What is NLP technology ? Technology Gyan

Natural Language Processing (NLP) is a technique used to help computers understand the natural language of humans.

It is not an easy task to understand how we communicate.



Leand Romaffe, a veteran software engineer passionate about teaching people how artificial intelligence systems work, says that "in recent years, there have been significant breakthroughs in empowering computers to understand language.
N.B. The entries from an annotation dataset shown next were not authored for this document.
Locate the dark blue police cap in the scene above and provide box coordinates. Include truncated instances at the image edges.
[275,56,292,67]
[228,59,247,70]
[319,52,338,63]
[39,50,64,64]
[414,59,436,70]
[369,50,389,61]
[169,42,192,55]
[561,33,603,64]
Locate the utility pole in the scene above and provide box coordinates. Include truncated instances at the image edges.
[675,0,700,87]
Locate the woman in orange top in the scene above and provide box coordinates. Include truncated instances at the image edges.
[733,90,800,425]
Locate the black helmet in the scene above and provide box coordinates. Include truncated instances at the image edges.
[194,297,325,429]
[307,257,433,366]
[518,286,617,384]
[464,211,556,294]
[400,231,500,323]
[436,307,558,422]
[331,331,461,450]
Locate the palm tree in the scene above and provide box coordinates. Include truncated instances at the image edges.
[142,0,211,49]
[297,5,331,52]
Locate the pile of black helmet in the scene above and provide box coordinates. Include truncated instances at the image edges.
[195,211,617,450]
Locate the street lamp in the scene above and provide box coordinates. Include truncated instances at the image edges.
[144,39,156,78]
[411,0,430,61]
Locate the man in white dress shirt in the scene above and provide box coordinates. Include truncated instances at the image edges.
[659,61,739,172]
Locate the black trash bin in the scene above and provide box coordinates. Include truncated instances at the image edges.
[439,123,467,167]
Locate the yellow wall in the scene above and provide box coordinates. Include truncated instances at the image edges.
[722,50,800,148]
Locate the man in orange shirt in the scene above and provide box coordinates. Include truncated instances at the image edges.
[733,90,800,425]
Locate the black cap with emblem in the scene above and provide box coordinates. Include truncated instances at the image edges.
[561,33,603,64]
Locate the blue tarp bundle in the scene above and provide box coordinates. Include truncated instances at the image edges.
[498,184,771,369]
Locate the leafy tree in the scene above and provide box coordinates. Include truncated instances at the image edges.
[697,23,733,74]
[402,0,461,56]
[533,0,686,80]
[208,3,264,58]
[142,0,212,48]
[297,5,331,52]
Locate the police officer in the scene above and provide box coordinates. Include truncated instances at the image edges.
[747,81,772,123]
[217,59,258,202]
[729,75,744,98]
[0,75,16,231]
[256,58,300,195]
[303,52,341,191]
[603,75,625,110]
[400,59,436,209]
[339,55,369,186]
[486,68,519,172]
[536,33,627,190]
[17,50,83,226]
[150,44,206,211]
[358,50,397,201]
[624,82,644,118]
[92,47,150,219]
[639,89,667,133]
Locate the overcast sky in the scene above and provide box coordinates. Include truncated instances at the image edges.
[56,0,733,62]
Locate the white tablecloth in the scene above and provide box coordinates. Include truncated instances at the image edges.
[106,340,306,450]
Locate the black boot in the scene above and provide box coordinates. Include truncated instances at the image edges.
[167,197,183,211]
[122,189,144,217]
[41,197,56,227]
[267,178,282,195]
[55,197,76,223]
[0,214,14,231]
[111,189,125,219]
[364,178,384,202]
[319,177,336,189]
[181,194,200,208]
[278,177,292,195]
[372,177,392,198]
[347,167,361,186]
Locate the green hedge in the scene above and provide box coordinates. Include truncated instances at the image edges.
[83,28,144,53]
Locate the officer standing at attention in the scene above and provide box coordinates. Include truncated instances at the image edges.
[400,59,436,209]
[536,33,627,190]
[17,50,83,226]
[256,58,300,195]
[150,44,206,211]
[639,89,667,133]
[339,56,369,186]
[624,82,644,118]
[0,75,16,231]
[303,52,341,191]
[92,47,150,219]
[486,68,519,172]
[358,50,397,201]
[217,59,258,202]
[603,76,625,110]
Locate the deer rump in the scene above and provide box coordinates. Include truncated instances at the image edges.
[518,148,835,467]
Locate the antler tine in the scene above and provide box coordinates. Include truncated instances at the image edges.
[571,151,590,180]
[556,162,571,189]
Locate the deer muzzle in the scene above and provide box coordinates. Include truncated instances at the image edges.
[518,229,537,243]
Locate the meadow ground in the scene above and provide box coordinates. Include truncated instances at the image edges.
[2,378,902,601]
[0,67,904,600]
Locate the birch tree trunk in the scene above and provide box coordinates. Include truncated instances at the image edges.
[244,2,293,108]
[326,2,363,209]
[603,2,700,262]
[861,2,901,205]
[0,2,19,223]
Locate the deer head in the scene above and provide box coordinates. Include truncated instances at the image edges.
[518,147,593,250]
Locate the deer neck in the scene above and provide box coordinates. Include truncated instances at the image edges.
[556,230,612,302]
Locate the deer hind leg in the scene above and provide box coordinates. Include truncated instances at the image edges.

Huh."

What is Natural Language Processing (NLP)?

Natural Language Processing, commonly shortened as (NLP), is a branch of artificial intelligence that deals with the interaction between computers and humans using natural language.

(NLP) is the way to read, understand, explain and create human languages.

Most (NLP) techniques rely on machine learning to extract meaning from human languages.

For example, Google Assistant, which is made from NLP Technique. 

What is Natural Language Processing?

definition of natural language processing

Natural Language Processing (Natural Language Processing) is that part of computer science and artificial intelligence, within which research is done on how to reconcile humans and computers.

It refers to the ability of a computer to understand human language.

Under this, the human language is automatically understood by the computer with the help of some software.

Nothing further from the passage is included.